Kenya’s Benson Kipruto destroyed the field to win the men’s Boston Marathon on Monday, October 11, while his compatriot Diana Kipyogei won the women’s.
Kipruto injected pace to break the men’s group after the 35km mark and maintained the gap until the finish, charging to the line with a huge 56 second lead for the biggest win of his athletics career.
He timed two hours, 9 minutes and 51 seconds, ahead of Ethiopia’s Lemi Berhanu.
Kipyogei, running in only her third marathon, broke loose at the 30km, and managed to hold off a charging Netsanet Gudeta of Ethiopia for her first major win in two hours, 24 minutes and 45 seconds.

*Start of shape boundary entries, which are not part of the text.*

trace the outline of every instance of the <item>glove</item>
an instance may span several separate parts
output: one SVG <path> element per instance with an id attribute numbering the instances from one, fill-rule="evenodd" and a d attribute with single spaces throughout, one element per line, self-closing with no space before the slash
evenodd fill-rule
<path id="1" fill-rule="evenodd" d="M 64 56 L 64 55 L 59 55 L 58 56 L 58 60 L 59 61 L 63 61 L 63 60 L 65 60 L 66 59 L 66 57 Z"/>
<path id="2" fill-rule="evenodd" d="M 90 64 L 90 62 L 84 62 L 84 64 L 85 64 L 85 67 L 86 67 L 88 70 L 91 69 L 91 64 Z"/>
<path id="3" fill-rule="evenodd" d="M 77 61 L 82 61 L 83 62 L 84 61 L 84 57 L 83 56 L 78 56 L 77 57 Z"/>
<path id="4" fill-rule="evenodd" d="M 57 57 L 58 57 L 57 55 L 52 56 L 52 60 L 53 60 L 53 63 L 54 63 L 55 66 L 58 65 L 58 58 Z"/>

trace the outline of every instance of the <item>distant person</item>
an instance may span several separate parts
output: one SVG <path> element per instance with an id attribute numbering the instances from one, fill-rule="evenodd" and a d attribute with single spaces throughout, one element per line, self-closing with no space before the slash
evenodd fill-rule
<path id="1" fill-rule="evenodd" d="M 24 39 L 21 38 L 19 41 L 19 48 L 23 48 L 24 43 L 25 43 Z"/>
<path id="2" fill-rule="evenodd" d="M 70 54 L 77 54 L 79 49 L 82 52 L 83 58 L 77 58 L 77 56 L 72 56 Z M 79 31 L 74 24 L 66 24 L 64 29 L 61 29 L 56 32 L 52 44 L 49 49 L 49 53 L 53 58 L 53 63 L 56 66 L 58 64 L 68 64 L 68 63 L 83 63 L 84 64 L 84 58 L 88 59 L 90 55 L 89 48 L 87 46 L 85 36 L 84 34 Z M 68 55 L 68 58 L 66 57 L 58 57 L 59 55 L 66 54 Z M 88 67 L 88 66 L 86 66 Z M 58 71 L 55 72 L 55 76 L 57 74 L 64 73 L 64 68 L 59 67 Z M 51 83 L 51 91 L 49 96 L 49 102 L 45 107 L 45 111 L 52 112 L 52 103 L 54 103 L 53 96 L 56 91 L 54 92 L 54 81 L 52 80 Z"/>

42-year-old Edna Kiplagat also of Kenya impressed in second place in 2:25.09.
Kipruto comes from behind to win
American CJ Albertson made an early breakaway and had led the men's field at halfway by nearly two minutes 13 seconds.
But the chasing pack of around 15 runners closed the gap and passed him at the 32km point.
Kipruto injected pace, breaking the men’s group as he peeled away after 35km, and maintained the gap until the finish.
The 30-year-old, seventh in London last year, confidently pounded the final kilometres of the most hilly and challenging of the world's top marathon's, for his best performance yet.
The Kenyan had previously won the Prague marathon in May 2021.
It was an East African dominated run yet again as Berhanu, the 2016 Boston marathon champion led a string of Ethiopians who occupied the next five positions. Berhanu clocked 2:10:37 ahead of third placed Jemal Yimer 2:10:38
The top American finisher was Collin Bennie in seventh, with a time of 02:11:26 as Albertson came in 10th in 02:11:44.
Kipyogei leads Kenyan surge
It was a brilliant day of marathon racing in the streets of Boston for Kenyans in the women's event, with Kipyogei making the decisive move that broke a lead pack that had stuck together up to the 30km mark.
Her early kick paid off, as she managed to brush off a strong charge from Gudeta with about seven kilometres of running remaining.
The 27-year-old Kenyan surged ahead to finish a comfortable 24 seconds of second placed Kiplagat, who was aiming for her second Boston title after winning in 2017.
Kiplagat strongly crossed the line in 2:25:09 ahead of compatriots Mary Ngugi (2:25.20) in third, and Monicah Ngige in fourth (2:25:32).
The best placed American in the women was Nell Rojas in sixth position in 2:27:12.